Proven Church Marketing Strategies to Grow Congregation
- Reece Johnson

- 6 days ago
- 10 min read
Intro
If you're searching for the best marketing strategies for churches to grow their congregation, you're not alone — and the timing matters more than you might think. According to Barna Group's latest State of the Church data, Gen Z churchgoers now attend services 1.9 times a month and 39% of Millennials attend weekly, the highest levels Barna has recorded for young adults in years. That's a real opening. But at the same time, Lifeway Research found that in 2024, roughly 4,000 U.S. Protestant churches closed while only 3,800 opened — proof that showing up isn't enough anymore. Growing a congregation today takes the same intentionality you'd bring to any outreach ministry, and it takes a real church marketing strategy rather than hope and good intentions.
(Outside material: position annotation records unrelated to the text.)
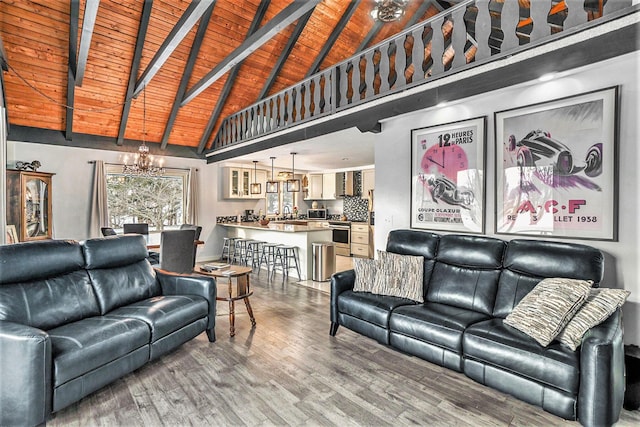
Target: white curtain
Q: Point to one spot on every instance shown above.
(99, 213)
(192, 198)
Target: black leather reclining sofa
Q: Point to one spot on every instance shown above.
(471, 283)
(76, 316)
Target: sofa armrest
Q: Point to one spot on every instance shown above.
(340, 282)
(602, 373)
(181, 284)
(25, 367)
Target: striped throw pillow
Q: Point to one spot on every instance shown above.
(545, 311)
(600, 304)
(400, 276)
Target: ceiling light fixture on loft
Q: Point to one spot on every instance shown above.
(143, 161)
(272, 186)
(388, 10)
(256, 187)
(293, 184)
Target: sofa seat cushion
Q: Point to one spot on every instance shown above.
(165, 314)
(370, 307)
(85, 345)
(439, 324)
(494, 343)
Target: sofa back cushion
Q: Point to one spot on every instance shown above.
(119, 271)
(466, 272)
(527, 262)
(417, 243)
(43, 284)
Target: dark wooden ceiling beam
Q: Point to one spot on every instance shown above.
(88, 22)
(186, 74)
(222, 98)
(587, 52)
(288, 15)
(373, 32)
(4, 61)
(419, 13)
(344, 19)
(186, 22)
(135, 65)
(302, 22)
(96, 142)
(74, 18)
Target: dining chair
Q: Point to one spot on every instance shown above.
(107, 231)
(177, 252)
(137, 228)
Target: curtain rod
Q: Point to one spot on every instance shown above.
(120, 164)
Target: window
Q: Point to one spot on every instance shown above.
(283, 201)
(159, 201)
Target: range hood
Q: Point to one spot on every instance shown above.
(351, 183)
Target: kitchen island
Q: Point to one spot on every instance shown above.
(295, 233)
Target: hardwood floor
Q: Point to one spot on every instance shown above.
(289, 371)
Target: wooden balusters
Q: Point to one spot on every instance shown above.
(538, 11)
(459, 38)
(437, 47)
(510, 16)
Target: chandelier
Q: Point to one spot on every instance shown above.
(388, 10)
(143, 161)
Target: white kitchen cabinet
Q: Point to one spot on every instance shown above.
(315, 187)
(368, 181)
(329, 186)
(237, 181)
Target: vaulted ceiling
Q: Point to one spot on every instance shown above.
(88, 70)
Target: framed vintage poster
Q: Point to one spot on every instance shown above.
(447, 176)
(556, 171)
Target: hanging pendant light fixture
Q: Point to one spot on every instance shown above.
(293, 184)
(143, 162)
(272, 186)
(256, 187)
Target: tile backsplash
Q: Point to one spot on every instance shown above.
(356, 208)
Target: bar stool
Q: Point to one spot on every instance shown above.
(240, 251)
(252, 254)
(268, 256)
(228, 247)
(284, 254)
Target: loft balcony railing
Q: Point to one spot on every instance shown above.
(466, 35)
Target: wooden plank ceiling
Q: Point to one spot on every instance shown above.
(36, 39)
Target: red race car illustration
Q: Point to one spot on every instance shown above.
(536, 146)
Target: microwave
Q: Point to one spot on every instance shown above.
(316, 214)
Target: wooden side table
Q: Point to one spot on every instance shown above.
(242, 290)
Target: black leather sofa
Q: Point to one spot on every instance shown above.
(471, 283)
(76, 316)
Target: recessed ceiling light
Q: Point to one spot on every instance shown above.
(547, 77)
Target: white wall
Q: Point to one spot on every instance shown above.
(393, 164)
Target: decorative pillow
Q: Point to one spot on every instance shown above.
(545, 311)
(600, 304)
(365, 270)
(400, 276)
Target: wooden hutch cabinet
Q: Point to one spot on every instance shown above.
(29, 204)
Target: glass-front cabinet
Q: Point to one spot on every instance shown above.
(237, 181)
(29, 204)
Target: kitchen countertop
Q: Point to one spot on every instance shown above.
(283, 226)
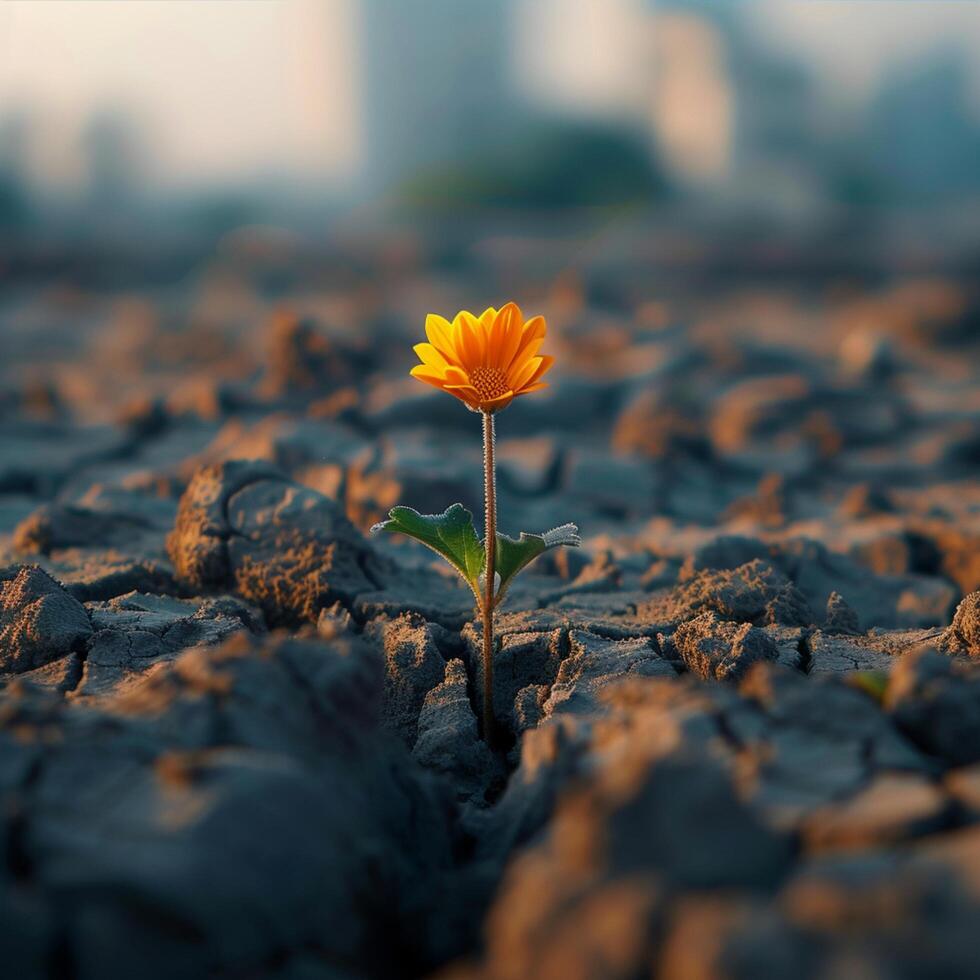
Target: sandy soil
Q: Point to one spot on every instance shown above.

Here's the good news: the churches pulling ahead right now aren't necessarily the biggest or best-funded. They're the ones being deliberate about a handful of high-leverage moves. In this guide, we'll cover why church marketing matters more than ever, three strategies you can put into action this month, and how a partner like Media Matters 317 can help you reach more people without adding another job to your already-stretched staff's plate.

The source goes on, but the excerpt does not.